REPUBLIKA.CO.ID, JAKARTA -- Peraturan pemerintah pengganti perundang-undangan (perppu) kebiri telah ditandatangani Presiden RI Joko Widodo. Meski begitu, pro dan kontra masih terus berdatangan.
Psikiater Dadang Hawari mengajak Indonesia untuk mencontoh negara-negara yang sudah mempraktikkan hukuman kebiri kimiawi. Dia menyebut beberapa negara yang sudah memiliki hukuman kebiri antara lain Rusia, Polandia, dan Korea Selatan "Itu (kebiri) sebagai hukuman atas perbuatannya. Orang itu pun menyadari kalau dia berbuat masalah," ujarnya saat dihubungi Republika.co.id, Jumat (27/5).
Di Polandia, hukuman kebiri disahkan pada 25 September 2009 pada pelaku kekerasan seksual terhadap anak. Hukuman tersebut mulai berlaku pada 9 Juni 2010. Bunyi peraturan tersebut kurang lebih, "Barang siapa bersalah karena memperkosa anak di bawah usia 15 tahun dapat dipaksa tunduk pada terapi kimia dan psikologis untuk mengurangi dorongan seks di akhir masa hukumannya.
Pada Oktober 2011, parlemen Rusia menyetujui undang-undang yang memungkinkan psikiater forensik pengadilan untuk meresepkan pengibirian kimia bagi pelaku kekerasan seksual terhadap anak di bawah usia 14.
Baca juga, Jokowi Minta Hukuman Kebiri Segera Diterapkan.
Pada tahun yang sama, tepatnya Juli 2011, Korea selatan menerbitkan undang-undang pengebirian kimiawi untuk pelaku kejahatan seksual yang menyerang anak usia di bawah 16 tahun. Undang-undang tersebut juga memungkinkan kebiri kimiawi dilakukan atas perintah Kementerian Kehakiman.
Pada 23 Mei 2012, seseorang yang hanya dikenal dengan nama Park menjalani pengebirian tersebut. Kemudian pada 3 Januari 2013, pengadilan menjatuhkan pada pria berusia 31 tahun berupa hukuman penjara 15 tahun dan kebiri kimiawi.

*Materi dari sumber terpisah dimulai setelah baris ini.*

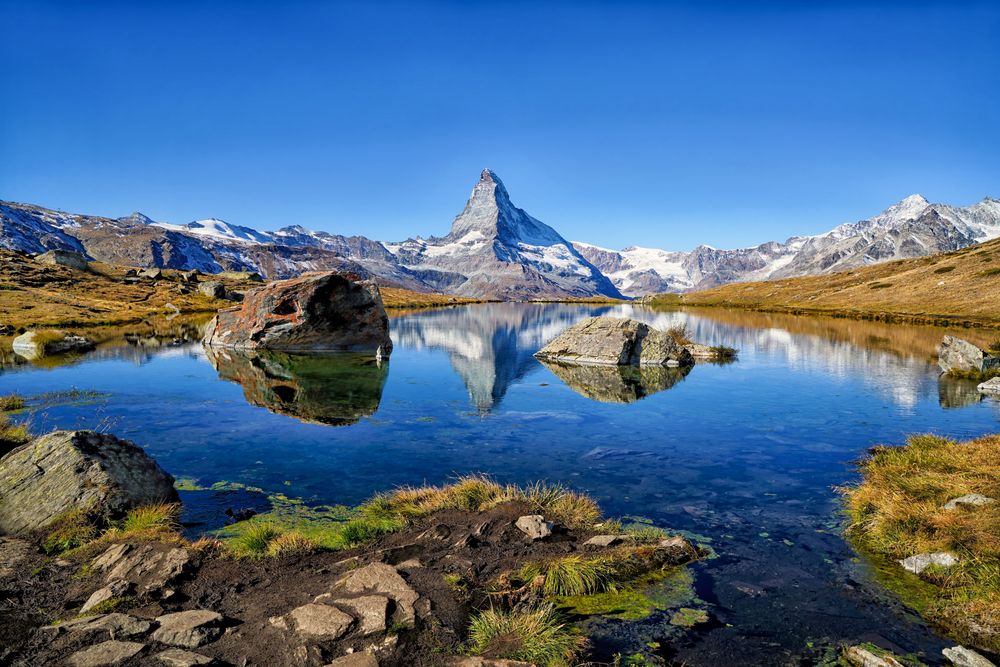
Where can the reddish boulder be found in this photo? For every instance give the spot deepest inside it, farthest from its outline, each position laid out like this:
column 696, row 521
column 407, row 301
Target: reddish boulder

Selain tiga negara di atas, masih banyak negara yang mempraktekkan kebiri kimiawi, diantaranya Amerika Serikat, Selandia Baru, India, Australia, dan Argentina. Menurut Dadang, negara-negara tersebut sukses menurunkan angka kejahatan seksual terhadap anak akibat adanya hukuman kebiri. Meski begitu di Indonesia kebiri saja tidak cukup. "Harus ada juga edukasi ke semua pihak bagi keluarga, masyarakat, dan aparat," ujarnya.